Tag Archives: clopidogrel

Drug-to-drug interaction. New evidences on Morphine and delayed onset of action of antiplatelet agents.

8 Mag

A recently published article entitled  “Chest pain relief in patients with acute myocardial infarction” (European Heart Journal: Acute Cardiovascular Care April 22, 2015) address in a very well documentrd way the topic about drug-to-drug interactiono between morfine and antiplatelets agents in STEMI patients.
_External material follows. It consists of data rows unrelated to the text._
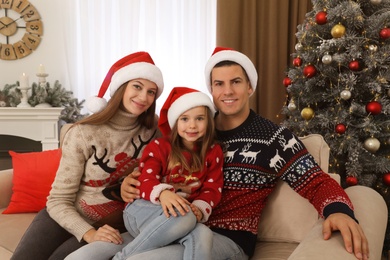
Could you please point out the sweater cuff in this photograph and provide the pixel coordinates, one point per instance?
(155, 194)
(204, 207)
(338, 207)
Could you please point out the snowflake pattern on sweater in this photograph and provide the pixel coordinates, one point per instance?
(257, 154)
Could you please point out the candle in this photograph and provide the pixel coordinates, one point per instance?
(41, 69)
(24, 81)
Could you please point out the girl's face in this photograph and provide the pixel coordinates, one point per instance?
(192, 125)
(139, 96)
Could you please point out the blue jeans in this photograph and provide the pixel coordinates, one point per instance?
(151, 229)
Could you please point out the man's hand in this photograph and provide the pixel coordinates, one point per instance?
(354, 239)
(129, 190)
(171, 201)
(105, 233)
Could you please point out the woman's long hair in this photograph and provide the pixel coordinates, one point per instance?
(198, 155)
(113, 105)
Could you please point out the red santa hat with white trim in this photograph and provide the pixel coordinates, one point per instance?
(138, 65)
(179, 101)
(228, 54)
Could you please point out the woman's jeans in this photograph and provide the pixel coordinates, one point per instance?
(151, 229)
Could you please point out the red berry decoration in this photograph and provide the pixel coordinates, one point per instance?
(351, 181)
(309, 71)
(321, 18)
(287, 81)
(374, 108)
(354, 65)
(340, 128)
(386, 179)
(385, 33)
(297, 62)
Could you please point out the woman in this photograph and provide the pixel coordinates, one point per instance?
(97, 152)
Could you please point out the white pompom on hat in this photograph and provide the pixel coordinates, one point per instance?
(180, 100)
(228, 54)
(138, 65)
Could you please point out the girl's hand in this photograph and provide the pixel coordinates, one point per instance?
(129, 190)
(171, 201)
(105, 233)
(197, 212)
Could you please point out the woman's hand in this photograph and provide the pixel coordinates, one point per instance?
(129, 190)
(105, 233)
(170, 200)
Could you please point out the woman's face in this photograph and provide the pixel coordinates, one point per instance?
(139, 96)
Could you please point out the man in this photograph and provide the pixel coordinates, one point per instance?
(255, 160)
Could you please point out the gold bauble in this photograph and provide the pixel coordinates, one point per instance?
(338, 31)
(307, 113)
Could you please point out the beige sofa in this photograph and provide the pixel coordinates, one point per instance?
(290, 227)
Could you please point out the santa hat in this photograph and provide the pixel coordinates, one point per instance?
(228, 54)
(136, 65)
(180, 100)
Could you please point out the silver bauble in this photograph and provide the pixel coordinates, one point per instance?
(291, 106)
(372, 144)
(345, 94)
(327, 59)
(298, 46)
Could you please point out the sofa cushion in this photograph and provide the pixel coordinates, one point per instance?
(33, 175)
(288, 217)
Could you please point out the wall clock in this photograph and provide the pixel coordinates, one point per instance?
(21, 29)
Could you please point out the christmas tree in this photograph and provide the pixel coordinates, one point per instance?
(338, 86)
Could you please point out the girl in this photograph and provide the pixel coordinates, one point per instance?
(187, 154)
(97, 152)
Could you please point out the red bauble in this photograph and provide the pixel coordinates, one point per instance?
(297, 62)
(321, 18)
(309, 71)
(374, 107)
(354, 65)
(385, 33)
(340, 128)
(351, 181)
(386, 179)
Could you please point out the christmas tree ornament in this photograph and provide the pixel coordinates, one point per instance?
(374, 108)
(354, 65)
(309, 71)
(291, 105)
(345, 94)
(373, 47)
(351, 181)
(298, 46)
(338, 31)
(307, 113)
(384, 33)
(386, 179)
(297, 62)
(327, 59)
(375, 2)
(321, 18)
(287, 81)
(372, 144)
(340, 128)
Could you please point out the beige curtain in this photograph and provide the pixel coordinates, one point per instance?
(265, 31)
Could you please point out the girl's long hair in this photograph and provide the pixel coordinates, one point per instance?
(198, 155)
(114, 104)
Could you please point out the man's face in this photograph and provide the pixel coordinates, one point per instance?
(230, 89)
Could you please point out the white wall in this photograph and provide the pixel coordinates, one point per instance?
(50, 51)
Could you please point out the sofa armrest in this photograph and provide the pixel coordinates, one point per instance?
(370, 210)
(5, 187)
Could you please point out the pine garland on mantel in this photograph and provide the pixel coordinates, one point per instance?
(56, 96)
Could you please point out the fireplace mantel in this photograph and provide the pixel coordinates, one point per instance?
(39, 124)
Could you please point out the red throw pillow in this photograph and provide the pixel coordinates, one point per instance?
(33, 175)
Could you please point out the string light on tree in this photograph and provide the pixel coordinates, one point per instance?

Guido Parodi, a lead interventional cardiologist in Cardiovascular and Thoracic Department of Careggi Hospital in Florence, (Italy) author of the article, highlights the fact that “despite the complete absence of rigorous studies designed to assess the impact of morphine administration in patients with AMI, clinical practice guidelines for the management of patients with STEMI strongly recommend the use of morphine for analgesia.”

As indicated in the article recent literature indicates an increased risk of mortality in STEMI patients treated with Morphine.
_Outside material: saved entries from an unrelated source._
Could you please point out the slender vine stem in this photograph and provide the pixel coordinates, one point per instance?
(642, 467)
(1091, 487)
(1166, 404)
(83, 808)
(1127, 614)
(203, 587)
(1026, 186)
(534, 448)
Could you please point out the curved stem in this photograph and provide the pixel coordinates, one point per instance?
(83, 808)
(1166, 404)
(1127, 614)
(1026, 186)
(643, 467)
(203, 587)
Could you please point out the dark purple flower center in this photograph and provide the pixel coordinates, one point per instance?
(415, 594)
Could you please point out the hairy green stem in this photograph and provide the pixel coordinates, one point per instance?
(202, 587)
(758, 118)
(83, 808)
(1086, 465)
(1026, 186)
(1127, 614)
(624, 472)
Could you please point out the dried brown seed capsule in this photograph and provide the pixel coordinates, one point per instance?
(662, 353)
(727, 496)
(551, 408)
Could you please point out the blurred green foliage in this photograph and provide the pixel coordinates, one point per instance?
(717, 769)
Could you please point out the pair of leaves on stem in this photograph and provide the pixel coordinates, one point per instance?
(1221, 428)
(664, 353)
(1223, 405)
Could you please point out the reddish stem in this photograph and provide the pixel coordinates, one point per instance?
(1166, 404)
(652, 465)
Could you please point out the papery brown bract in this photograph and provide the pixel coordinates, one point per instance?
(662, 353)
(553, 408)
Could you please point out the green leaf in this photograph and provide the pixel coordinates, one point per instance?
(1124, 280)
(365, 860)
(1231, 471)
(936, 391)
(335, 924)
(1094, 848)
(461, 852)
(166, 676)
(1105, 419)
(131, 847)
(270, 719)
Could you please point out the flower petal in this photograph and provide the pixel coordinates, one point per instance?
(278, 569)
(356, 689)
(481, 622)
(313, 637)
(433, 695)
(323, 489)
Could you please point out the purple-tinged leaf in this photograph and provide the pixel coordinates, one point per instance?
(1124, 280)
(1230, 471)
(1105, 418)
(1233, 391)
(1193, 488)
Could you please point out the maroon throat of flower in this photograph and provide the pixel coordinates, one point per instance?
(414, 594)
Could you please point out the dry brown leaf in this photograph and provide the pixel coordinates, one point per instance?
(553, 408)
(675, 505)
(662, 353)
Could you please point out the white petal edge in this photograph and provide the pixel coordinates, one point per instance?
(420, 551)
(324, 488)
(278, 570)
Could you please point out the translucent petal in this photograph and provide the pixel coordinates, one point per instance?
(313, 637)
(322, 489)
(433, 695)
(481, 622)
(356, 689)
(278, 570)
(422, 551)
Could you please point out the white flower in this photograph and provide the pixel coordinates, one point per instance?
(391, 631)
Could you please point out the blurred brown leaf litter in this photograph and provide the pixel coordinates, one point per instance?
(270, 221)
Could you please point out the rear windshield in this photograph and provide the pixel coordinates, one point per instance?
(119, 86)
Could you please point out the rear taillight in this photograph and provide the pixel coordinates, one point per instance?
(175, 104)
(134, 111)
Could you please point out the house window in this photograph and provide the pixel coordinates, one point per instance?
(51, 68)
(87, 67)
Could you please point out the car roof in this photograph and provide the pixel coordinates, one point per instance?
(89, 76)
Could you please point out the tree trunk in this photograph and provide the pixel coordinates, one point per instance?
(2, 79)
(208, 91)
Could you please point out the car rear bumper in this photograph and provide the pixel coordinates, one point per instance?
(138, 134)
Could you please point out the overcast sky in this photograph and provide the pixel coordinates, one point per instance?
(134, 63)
The analysis of CRUSADE registry in 2005 has shown how patients treated with morphine had a higher adjusted risk of death than patients not treated with morphine even after using a propensity score matching method. This is a non randomized trial and so influenced from potential bias, and the hypothesis that morphine was administered to higher-risk patients is also to be considered. But an additional potential explanation of morphine’s negative impact on AMI outcome may be related to drug-to-drug interactions.

Biologically a cause effect relation can be explained, because morphine inhibits gastric emptying, delaying absorption and so decreasing peak plasma levels of orally administered drugs in general and antiplatelet agents in this particular case.
This was very well demonstrated in a 2015 study from the same author “Morphine is associated with a delayed activity of oral antiplatelet agents in patients with ST elevation acute myocardial infarction undergoing primary PCI” (Parodi G, Bellandi B, Xanthopoulou I, et al. Circ Cardiovasc Interv Epub ahead of print January 2015) in whom the negative impact of morphine on platelet inhibition was not only limited to patients who vomited (patients with vomiting were excluded), but morphine-treated patients clearly showed higher residual platelet reactivity compared with patients who did not receive morphine.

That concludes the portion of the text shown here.